Schucman said that the writing made her very uncomfortable, though it never seriously occurred to her to stop. [17] The next day, she explained the events of her "note-taking" to Thetford. To her surprise, Thetford encouraged her to continue the process. He also offered to assist her in typing out her notes as she read them to him. The process continued the next day and repeated itself regularly for many years. In 1972, the writing of the three main sections of ACIM was completed, with some additional minor writing coming after that point. [18]
For copyright purposes, US courts determined that the author of the text was Schucman, not Jesus. [19] Kenneth Wapnick believed that Schucman did not channel Jesus, but was describing her "own mental experience of divine 'love'". [19]
Since it went on sale in 1976, the text has been translated into 27 languages. [20] The book is distributed globally, spawning a range of organized groups. [21]

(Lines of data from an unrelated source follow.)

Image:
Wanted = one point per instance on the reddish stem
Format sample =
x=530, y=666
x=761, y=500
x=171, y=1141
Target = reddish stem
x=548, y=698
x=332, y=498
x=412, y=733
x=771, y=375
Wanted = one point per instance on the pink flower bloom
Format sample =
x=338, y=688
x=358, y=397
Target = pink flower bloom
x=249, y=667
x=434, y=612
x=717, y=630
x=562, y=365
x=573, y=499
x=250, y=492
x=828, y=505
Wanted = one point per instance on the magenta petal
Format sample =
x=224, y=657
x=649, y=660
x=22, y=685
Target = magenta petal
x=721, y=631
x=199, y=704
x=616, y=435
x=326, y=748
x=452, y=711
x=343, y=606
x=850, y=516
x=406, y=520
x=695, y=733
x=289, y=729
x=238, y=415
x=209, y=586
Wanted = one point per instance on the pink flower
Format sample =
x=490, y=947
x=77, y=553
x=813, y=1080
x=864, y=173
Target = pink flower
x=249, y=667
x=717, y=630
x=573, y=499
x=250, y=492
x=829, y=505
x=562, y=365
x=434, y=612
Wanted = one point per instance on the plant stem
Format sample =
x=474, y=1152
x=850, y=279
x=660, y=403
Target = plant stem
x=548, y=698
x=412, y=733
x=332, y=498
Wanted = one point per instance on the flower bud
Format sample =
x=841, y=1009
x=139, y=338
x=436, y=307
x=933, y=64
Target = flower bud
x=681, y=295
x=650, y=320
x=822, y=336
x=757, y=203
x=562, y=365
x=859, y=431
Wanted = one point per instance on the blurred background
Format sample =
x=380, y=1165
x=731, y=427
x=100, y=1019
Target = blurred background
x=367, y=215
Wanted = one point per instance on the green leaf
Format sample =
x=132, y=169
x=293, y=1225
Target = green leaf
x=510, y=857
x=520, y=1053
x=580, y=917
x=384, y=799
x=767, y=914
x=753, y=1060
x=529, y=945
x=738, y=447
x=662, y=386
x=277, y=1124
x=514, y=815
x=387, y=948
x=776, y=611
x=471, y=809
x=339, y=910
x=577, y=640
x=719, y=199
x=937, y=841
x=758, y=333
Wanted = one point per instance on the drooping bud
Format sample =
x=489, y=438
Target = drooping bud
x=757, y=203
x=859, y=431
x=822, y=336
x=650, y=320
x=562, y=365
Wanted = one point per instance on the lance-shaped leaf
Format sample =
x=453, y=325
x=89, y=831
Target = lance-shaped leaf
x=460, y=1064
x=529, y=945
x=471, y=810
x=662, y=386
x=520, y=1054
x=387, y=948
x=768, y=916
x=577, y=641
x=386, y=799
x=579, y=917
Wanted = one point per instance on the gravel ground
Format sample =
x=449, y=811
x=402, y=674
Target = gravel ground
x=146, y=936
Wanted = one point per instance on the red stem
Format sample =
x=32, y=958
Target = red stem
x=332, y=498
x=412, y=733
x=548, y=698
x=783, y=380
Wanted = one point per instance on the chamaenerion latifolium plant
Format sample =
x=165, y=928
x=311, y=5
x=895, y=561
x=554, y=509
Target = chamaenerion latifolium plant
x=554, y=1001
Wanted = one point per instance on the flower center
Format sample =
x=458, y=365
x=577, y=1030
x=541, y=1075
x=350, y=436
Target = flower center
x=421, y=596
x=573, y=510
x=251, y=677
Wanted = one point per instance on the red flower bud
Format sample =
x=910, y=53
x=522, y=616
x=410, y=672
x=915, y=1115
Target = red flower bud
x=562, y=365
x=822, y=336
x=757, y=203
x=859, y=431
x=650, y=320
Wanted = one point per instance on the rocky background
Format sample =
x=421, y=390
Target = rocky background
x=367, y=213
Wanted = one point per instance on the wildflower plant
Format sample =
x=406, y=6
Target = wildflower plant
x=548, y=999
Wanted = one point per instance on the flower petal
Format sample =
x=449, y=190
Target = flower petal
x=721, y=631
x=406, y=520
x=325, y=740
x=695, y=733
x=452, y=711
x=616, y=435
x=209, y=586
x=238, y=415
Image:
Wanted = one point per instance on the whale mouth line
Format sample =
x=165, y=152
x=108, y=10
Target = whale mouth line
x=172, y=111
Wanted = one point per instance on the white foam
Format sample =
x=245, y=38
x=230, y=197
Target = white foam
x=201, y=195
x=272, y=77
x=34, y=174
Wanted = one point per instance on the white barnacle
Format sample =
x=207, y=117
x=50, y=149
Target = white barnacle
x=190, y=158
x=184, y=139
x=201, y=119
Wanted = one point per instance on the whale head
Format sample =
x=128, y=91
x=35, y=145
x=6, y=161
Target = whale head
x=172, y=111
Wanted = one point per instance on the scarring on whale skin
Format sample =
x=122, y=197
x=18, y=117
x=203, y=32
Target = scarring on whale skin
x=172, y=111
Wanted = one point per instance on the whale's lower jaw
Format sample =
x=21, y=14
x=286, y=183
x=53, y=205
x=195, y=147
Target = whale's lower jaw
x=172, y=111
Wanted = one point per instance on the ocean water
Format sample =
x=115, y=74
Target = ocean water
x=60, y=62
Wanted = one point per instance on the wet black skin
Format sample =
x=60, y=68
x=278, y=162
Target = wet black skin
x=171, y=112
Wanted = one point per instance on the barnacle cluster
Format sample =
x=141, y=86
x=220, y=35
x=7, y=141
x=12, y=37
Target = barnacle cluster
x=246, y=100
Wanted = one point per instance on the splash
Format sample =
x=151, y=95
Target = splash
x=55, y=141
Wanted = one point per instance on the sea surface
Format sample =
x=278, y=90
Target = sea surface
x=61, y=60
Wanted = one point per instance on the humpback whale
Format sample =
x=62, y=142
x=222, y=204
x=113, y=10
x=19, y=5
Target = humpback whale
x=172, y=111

Wapnick said that "if the Bible were considered literally true, then (from a Biblical literalist's viewpoint) the Course would have to be viewed as demonically inspired". [22] He also declared "I often taught in the context of the Bible, even though it is obvious to serious students of A Course in Miracles that it and the Bible are fundamentally incompatible." [19] "Course-teachers Robert Perry, Greg Mackie, and Allen Watson" disagreed about that. [19] Though a friend of Schucman, Thetford, and Wapnick, Catholic priest Benedict Groeschel criticized ACIM and related organizations. Finding some elements of ACIM to be "severe and potentially dangerous distortions of Christian theology", he wrote that it is "a good example of a false revelation" [23] and that it has "become a spiritual menace to many". [24] The evangelical editor Elliot Miller says that Christian terminology employed in ACIM is "thoroughly redefined" to resemble New Age teachings. Other Christian critics say that ACIM is "intensely anti-biblical" and incompatible with Christianity, blurring the distinction between creator and created and forcefully supporting the occult and New Age worldview. [4]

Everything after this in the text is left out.